According to the study, high levels of fluoride in the water posed the risk of diseases such as dental and skeletal fluorosis. Dental fluorosis relates to the poor development of the teeth while skeletal fluorosis is a bone disease caused by excessive consumption of fluoride.
There is also a high level of bacterial contamination in the rivers, “posing an immediate risk of outbreaks of waterborne diseases such as diarrhea, cholera and typhoid”.
The pollution of the two rivers has also adversely affected the sources of livelihood of thousands of households in four districts of Chipinge, Chimanimani, Buhera and Mutare West.
Anjin fined by EMA for polluting Odzi River
On July 23 this year, Zela through their lawyers, Scanlen & Holderness wrote to Anjin demanding that the company cease discharging the pollutants into the Save, Singwizi and Odzi rivers.
“Investigations made show that the source of the discharges is your mine operations,” says the letter. “Our instructions are to demand from you, as we hereby do, that you cease discharging the polluting material into the Odzi river failing which we will take legal action without notice to you.”
But in a letter dated July 26 2012, Anjin denied discharging pollutants into the rivers saying water containing sand mud was filtered in sedimentation ponds to avoid pollution.
The company claimed to have constructed 20 sedimentation ponds.

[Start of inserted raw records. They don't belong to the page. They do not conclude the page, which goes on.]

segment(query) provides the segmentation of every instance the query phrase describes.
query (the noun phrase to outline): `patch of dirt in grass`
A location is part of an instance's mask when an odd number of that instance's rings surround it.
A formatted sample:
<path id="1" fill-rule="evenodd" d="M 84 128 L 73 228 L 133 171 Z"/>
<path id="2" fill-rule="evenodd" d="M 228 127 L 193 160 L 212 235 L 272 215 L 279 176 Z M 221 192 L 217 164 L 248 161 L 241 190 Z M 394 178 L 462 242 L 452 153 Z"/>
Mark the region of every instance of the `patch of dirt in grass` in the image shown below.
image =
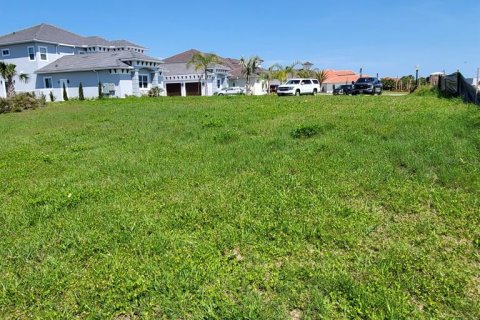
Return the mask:
<path id="1" fill-rule="evenodd" d="M 301 320 L 303 317 L 303 312 L 300 309 L 293 309 L 290 311 L 290 319 L 292 320 Z"/>
<path id="2" fill-rule="evenodd" d="M 227 256 L 229 260 L 236 260 L 238 262 L 245 259 L 239 247 L 235 247 L 232 250 L 225 252 L 225 256 Z"/>
<path id="3" fill-rule="evenodd" d="M 410 301 L 417 308 L 418 311 L 423 312 L 425 305 L 422 302 L 418 301 L 415 297 L 412 297 Z"/>
<path id="4" fill-rule="evenodd" d="M 472 300 L 476 300 L 480 297 L 480 276 L 472 278 L 465 292 Z"/>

But the letter signed by Anjin senior official, Brigadier-General Charles Tarumbwa, painted a different picture: “Honestly speaking, it happened one or two times. Pumps broke down and little recycled water was not pumped away in time, resulting in the overflow of the water from the ponds, for which the company has received criticism and was fined by EMA (Environmental Management Agency).”